Gerard Meijssen wrote:
Mark Williamson wrote:
- Videos take up heaps more space than audio. A very short sample
article (the English version was only 4 or 5 sentences long, a total of 88 words compared to the average 348.6) turned into a 1.5 minute, 16MB video. Now, imagine a much longer article -- the average article on enwiki is 348.6 words long. Now, multiply that by 100000. Then, add to that the fact that there are over 100 signed languages in widespread use in the world today, and you get a perfect nightmare. That ends up with over 600TB of video... an astronomical amount of space, not to mention the bandwidth costs.
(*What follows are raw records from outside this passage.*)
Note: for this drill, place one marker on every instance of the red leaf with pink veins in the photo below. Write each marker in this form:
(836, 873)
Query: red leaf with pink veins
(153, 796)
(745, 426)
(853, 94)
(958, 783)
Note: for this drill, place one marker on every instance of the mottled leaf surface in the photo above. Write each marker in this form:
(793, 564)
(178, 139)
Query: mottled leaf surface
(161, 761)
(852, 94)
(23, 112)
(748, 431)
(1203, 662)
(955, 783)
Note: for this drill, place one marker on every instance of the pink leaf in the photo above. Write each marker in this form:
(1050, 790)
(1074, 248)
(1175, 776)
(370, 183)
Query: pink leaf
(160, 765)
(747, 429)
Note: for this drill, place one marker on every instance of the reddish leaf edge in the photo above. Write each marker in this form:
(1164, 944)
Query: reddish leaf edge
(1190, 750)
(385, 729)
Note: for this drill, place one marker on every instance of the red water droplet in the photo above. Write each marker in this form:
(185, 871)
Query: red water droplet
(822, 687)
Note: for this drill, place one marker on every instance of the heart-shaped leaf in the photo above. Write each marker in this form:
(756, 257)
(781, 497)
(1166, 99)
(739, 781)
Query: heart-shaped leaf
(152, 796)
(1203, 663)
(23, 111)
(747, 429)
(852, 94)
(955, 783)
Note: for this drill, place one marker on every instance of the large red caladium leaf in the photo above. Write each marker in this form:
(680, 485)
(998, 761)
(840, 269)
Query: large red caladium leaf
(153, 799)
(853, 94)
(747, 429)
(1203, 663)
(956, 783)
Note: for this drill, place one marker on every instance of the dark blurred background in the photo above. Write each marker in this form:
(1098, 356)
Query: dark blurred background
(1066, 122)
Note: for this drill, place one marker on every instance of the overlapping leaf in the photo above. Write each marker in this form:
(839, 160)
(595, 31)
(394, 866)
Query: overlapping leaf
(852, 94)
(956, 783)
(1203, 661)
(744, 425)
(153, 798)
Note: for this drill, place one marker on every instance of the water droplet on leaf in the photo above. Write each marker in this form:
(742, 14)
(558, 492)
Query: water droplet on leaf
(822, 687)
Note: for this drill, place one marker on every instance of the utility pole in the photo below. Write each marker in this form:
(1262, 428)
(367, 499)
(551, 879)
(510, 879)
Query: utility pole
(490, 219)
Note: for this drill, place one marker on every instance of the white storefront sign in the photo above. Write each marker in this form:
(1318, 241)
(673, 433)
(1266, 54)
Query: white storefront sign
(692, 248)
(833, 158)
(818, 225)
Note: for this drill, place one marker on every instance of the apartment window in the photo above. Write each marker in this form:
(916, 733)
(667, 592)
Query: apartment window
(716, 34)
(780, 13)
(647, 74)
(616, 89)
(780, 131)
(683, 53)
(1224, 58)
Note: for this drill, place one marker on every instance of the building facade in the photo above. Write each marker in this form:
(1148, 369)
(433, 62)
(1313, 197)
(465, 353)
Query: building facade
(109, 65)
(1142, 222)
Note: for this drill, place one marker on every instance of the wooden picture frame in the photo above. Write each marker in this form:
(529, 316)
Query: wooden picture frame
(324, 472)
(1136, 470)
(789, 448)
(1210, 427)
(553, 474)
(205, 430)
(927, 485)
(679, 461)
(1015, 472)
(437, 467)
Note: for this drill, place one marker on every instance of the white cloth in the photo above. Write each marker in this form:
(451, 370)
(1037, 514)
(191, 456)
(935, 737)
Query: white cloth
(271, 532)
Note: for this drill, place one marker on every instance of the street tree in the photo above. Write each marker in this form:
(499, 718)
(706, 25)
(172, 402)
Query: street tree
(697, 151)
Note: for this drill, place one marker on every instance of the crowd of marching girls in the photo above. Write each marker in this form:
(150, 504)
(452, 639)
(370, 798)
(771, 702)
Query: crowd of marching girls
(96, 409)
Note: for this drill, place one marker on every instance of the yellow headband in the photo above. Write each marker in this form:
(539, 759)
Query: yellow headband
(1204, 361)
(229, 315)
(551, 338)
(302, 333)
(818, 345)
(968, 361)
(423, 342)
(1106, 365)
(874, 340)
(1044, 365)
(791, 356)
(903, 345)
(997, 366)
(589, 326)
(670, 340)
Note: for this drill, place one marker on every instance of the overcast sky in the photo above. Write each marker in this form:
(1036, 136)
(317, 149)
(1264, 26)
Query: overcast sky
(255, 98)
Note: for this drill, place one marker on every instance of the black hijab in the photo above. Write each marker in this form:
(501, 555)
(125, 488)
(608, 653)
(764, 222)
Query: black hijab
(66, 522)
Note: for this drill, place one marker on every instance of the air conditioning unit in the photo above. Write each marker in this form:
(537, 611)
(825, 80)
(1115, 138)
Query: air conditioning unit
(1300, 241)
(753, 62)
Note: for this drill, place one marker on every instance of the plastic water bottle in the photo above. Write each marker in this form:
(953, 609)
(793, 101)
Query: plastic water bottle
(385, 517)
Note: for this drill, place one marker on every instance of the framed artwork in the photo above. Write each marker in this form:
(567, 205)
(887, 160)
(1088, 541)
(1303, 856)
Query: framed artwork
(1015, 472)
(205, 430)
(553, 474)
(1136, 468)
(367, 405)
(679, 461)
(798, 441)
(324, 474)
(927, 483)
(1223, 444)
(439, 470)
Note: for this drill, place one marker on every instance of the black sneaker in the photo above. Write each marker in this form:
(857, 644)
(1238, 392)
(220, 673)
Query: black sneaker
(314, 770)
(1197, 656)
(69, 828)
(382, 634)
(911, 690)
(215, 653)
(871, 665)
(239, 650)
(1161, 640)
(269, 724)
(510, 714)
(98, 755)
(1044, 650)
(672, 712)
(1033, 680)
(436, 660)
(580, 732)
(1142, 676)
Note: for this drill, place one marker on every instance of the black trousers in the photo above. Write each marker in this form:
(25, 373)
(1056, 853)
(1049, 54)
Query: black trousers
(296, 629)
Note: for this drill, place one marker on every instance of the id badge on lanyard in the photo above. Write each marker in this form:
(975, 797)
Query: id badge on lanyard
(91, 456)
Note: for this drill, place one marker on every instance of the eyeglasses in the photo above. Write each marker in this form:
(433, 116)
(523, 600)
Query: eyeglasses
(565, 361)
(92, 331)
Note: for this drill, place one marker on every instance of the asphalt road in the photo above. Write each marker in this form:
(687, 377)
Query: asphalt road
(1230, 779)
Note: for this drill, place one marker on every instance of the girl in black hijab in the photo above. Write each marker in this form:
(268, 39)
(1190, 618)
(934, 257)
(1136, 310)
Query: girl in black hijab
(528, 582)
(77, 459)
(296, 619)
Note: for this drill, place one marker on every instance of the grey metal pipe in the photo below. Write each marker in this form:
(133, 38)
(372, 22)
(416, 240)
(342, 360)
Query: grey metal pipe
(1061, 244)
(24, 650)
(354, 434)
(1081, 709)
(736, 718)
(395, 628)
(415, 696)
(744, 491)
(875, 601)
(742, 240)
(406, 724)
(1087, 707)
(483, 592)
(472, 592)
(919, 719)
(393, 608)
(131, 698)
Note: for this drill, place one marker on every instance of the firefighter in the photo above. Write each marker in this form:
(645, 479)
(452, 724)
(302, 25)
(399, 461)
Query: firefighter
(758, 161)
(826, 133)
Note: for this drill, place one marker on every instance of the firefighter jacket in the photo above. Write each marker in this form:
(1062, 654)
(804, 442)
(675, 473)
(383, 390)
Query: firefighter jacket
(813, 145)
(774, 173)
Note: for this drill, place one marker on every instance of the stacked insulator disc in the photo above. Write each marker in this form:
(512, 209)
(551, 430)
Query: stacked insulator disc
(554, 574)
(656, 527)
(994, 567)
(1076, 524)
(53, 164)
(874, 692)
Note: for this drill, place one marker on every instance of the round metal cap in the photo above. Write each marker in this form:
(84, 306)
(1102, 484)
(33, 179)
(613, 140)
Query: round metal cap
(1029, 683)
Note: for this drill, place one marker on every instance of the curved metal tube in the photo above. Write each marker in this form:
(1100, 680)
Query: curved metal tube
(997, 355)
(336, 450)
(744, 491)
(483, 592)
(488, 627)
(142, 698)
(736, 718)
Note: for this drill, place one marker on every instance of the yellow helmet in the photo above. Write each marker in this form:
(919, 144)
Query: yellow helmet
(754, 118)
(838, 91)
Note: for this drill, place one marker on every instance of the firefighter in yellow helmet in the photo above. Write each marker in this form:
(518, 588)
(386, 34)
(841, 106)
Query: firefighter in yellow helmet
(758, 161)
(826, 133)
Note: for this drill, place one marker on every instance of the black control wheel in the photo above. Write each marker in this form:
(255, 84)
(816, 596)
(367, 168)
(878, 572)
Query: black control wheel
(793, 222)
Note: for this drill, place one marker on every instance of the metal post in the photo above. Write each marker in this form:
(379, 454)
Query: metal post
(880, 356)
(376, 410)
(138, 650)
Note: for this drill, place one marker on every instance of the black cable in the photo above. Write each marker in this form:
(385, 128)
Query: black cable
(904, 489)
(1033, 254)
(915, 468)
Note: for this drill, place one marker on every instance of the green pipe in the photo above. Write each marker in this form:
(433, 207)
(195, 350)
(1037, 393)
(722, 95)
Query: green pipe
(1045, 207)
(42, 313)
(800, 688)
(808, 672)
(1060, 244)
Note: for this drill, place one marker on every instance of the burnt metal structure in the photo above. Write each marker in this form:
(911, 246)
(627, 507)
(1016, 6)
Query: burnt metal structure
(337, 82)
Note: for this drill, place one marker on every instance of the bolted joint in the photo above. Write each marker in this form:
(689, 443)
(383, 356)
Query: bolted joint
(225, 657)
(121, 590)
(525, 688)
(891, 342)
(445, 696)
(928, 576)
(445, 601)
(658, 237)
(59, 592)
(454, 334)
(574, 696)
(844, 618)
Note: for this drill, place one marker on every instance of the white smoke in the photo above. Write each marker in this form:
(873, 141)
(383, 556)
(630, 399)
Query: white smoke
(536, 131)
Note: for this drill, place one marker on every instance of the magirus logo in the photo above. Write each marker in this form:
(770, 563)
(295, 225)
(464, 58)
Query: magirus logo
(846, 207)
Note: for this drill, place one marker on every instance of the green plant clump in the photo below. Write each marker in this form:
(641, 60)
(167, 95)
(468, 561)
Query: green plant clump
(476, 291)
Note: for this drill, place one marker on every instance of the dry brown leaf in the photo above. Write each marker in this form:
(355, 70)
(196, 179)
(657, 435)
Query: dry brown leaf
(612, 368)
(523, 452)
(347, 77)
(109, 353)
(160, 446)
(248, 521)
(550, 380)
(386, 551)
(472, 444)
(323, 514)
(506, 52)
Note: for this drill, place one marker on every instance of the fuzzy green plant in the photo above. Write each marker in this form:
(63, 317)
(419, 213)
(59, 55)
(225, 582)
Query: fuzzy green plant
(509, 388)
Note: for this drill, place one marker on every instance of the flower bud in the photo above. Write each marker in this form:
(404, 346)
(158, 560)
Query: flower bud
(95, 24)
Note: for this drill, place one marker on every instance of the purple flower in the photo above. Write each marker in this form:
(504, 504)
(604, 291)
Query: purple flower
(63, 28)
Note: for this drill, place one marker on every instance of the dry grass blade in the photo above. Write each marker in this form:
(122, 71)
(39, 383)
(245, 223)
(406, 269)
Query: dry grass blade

Angela said that space and bandwidth aren't a concern -- I sincerely doubt that anybody has that much space to donate to such a project. And that's just the first hundred-thousand articles, at the level plwiki is today.
Mark there are people that have a terabyte in their home computer. Also you make it seem that all these articles will miraculously apear. I am sure that it will take a long time before we have 10.000 articles in ANY of the signed languages. To get there, we need people who are seriously committed to the project. So the problem is not what you make it seem.
There are also people with less than a gigabyte on their home computer, and dialup internet. And how you do you propose that people view these articles? Media policy is that all videos should be Ogg Theora, so first they will need software that can view the files, and if a one-paragraph article is 16MB, how big will a full-length article be?